Tout l’argent dont il disposait provenait de ce qu’il avait économisé pendant qu’il était à l’armée, en plus de la prime de départ qu’il a reçue à la fin de son service. Il a tout ramassé et, avec quelques prêts, il a ouvert son propre bar à houmous qui fait partie d’une franchise, Hummus Eliyahu, à Beer Tuvia, un moshav dans le sud d’Israël.
Gross n’est pas le seul dans ce cas. Alors que la plupart des soldats israéliens libérés utilisent l’argent de l’armée pour financer un grand voyage à l’étranger (la Thaïlande et l’Inde sont des destinations privilégiées), et plus tard pour l’éducation, une poignée d’hommes d’affaires audacieux choisissent plutôt de l’investir dans une petite entreprise.
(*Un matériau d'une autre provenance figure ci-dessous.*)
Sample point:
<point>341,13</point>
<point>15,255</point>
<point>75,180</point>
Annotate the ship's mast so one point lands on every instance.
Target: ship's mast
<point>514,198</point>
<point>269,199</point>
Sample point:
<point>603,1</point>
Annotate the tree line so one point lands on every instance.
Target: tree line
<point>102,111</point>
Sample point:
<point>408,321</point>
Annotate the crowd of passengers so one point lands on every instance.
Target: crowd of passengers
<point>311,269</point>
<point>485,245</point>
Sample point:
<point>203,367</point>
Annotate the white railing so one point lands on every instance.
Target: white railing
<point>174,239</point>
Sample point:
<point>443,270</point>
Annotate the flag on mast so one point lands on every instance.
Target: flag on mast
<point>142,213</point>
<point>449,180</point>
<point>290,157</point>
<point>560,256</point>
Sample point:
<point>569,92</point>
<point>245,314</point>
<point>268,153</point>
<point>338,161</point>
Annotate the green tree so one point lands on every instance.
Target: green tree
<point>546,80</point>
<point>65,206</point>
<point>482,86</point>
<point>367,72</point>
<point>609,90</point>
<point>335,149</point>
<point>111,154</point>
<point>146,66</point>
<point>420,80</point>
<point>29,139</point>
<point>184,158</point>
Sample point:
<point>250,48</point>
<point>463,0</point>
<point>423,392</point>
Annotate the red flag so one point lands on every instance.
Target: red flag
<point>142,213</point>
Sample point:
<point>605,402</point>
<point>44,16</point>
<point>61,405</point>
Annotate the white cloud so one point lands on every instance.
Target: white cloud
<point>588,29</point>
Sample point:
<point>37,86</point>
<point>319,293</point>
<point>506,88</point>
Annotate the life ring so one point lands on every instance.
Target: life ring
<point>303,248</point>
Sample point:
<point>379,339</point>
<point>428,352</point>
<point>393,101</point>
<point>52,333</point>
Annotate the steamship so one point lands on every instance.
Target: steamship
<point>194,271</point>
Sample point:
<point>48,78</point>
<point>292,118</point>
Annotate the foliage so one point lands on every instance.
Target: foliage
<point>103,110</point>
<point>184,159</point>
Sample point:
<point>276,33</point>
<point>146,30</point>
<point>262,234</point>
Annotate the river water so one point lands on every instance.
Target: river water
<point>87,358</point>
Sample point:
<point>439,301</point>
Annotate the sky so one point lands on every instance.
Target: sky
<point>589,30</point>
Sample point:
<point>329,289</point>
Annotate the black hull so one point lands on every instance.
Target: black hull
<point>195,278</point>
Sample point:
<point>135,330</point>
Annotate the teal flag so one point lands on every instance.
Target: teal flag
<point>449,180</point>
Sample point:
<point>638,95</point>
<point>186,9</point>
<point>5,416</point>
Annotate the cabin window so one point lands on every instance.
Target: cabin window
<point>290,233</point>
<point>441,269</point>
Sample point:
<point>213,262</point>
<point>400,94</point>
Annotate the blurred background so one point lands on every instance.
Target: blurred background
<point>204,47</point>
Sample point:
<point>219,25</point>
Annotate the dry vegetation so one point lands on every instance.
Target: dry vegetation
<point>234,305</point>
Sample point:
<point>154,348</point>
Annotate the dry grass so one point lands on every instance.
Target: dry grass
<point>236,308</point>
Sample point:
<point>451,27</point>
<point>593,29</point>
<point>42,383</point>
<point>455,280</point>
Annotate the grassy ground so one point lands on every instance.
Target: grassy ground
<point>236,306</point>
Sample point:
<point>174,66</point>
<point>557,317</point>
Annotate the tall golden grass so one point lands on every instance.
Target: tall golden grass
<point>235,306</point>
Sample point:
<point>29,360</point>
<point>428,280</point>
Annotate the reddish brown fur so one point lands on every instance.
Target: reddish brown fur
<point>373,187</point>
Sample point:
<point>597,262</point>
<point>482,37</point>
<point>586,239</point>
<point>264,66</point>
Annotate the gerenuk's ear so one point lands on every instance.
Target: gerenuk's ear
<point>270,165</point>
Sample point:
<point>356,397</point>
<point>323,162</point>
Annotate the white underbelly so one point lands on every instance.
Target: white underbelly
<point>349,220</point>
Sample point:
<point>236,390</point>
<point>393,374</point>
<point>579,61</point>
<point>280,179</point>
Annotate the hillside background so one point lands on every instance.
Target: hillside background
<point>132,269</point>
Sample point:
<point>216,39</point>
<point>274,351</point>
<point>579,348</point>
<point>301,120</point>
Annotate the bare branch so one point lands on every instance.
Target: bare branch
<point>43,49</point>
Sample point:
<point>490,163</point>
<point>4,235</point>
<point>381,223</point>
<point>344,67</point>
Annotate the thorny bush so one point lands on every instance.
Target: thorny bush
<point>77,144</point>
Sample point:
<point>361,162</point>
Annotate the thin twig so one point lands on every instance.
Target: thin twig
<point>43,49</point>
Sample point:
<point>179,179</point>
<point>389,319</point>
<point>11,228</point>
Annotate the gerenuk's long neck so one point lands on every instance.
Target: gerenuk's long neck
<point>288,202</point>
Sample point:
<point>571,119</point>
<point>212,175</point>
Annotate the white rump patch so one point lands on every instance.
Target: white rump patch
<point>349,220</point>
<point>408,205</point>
Les soldats libérés reçoivent deux principaux versements de la part du ministère de la Défense. Le premier est le « maanak shihrur », ou prime de libération, que les nouveaux civils peuvent utiliser librement une fois leur service terminé. Le deuxième versement est le « pikadon », ou dépôt, qui peut être utilisé pour des études universitaires ou une formation professionnelle, l’achat d’une maison ou d’une voiture, un mariage, des leçons de conduite et, moins fréquemment, pour démarrer une entreprise. Après cinq ans, les anciens soldats peuvent retirer l’argent et l’utiliser comme bon leur semble s’ils ne l’ont pas utilisé entre-temps.
« Le pikadon est destiné à remercier les soldats libérés pour leur contribution à l’État d’Israël », a déclaré un porte-parole du ministère de la Défense. « Cette subvention personnelle est destinée à aider les soldats libérés à s’intégrer le mieux possible dans la vie économique et sociale en Israël. »

Selon les données de 2017 du ministère de la Défense, seuls 4 % des soldats libérés utilisent le pikadon pour créer une entreprise. La plupart des personnes, soit 45 %, utilisent le pikadon pour poursuivre leurs études, suivis par les 40 % qui attendent les cinq ans pour retirer l’argent.
Les sommes que les soldats reçoivent pendant et après leur service varient en fonction de la durée du service et du poste occupé. Selon le site Web du ministère de la Défense, un combattant qui sert sur une période complète de deux ans et huit mois reçoit une première prime de libération de 17 518 shekels et 25 337 shekels en tant que pikadon. De l’autre côté, un « jobnik », ou soldat non combattant, qui a servi deux ans, reçoit 9 125 shekels dans un premier temps et un pikadon de 13 218 shekels.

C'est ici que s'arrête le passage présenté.